Julho 25, 2011 at 12:01 am
Muito obrigada, Professora Teresa Rita Lopes.
Que orgulho em ter sido sua aluna! Que saudades!
Bem haja!
Julho 25, 2011 at 1:16 am
Em vez de pedirem à senhora para fazer comentário post mortem, e que tal se a convidassem para elaborar os exames? Podia ser que ela até aceitasse.
Julho 25, 2011 at 1:39 am
E o que é mais grave disto tudo é que um ignorante maior de 23 anos, através de um simples relatório de uma peroração de uma “aula” de um professor mandatado para empurrar esses maiores para dentro da respectiva escola, tem acesso garantido mesmo que só seja capaz de assinar o seu nome de cruz. E não há quem ponha cobro a isto.
Julho 25, 2011 at 1:50 am
A parte final do meu anterior comentário deverá passar à seguinte redacção: Não é altura de pôr cobro a isto?
Julho 25, 2011 at 6:22 pm
Teresa Rita Lopes é um dos maiores especialistas contemporâneos
em Fernando Pessoa,
tem centrado o seu trabalho académico na obra deste poeta
e dedica-se especialmente à divulgação
da parte inédita da sua obra.
http://www.mulheres-ps20.ipp.pt/Teresa_Rita_Lopes.htm
Julho 26, 2011 at 12:30 pm
Sou uma aluna média, fui com 17 de classificação final ao exame e tive 9,6 que nem dá para me candidatar ao curso que quero – Direito – nem à universidade que quero. Sempre fui boa aluna a Português, gosto imenso de Fernando Pessoa e confesso que me senti mal comigo própria pela nota que tive. Não me vou puder candidatar na primeira fase ao que realmente queria, estou à espera da nota da segunda que espero ser melhor. Desejo horrores ao eu professor corrector porque fez com que os meus sonhos se demoronassem todos. Não consigo compreender como é que isto me aconteceu e sinto-me revoltada.

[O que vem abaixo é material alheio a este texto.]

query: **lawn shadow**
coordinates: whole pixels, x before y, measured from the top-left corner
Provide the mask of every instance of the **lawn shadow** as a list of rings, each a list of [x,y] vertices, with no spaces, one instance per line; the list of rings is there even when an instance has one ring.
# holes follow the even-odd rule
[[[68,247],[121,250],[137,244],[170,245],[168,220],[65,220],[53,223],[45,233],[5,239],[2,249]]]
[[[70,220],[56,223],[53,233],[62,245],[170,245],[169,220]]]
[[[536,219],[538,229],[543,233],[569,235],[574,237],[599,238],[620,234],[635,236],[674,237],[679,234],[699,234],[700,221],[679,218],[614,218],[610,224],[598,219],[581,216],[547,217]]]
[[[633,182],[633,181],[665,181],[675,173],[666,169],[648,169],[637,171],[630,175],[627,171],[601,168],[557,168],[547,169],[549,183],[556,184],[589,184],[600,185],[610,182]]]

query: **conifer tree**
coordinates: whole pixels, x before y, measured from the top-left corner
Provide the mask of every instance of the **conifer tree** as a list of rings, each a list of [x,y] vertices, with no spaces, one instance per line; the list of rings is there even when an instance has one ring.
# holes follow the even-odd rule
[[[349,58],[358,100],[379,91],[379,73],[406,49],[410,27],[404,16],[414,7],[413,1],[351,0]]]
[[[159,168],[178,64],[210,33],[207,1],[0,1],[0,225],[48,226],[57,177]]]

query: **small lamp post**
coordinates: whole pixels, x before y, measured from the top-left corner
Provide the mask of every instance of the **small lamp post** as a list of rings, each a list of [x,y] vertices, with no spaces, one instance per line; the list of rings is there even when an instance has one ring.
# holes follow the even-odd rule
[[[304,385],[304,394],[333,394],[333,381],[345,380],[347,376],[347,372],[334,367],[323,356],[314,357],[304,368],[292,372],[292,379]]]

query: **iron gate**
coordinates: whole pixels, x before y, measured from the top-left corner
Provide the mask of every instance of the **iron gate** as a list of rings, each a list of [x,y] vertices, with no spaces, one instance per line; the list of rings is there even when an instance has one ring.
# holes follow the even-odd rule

Os alunos dos cursos profissionais fazem um ano zero e entram na universidade directamente (sem exames), eu que sou boa aluna, empenhada, esforçada, interessada, estudiosa ao longo de três anos, lutanto por uma média e por objectivos perdi tudo em duas horas e meia de exame, não se compreende. Continuem a pensar só nos “números” para a UE e criem um país de “engenheiros” a dizer “a gente vamos, a gente fazemos, sinte-se calor, vamos-se embora” como diariamente obervo. A hierarquia é útil e necessária, já banalizaram demasiado a licenciatura, pensem em agir, a igualdade é uma utopia e uma anarquia!
Junho 15, 2012 at 1:56 am
A Eugénia é o espelho de muitos alunos que passam pela mesma situação, não sei se ninguem vê ou ninguêm quer ver, mas o que é certo que se nós obrigasse-mos os senhores do GAVE e os nossos governantes, sempre com vontade de dificultar, a fazer estes testes nem 9,6. É facil exigir dos outros quando eles não podem exigir de nós.É uma VERGONHA.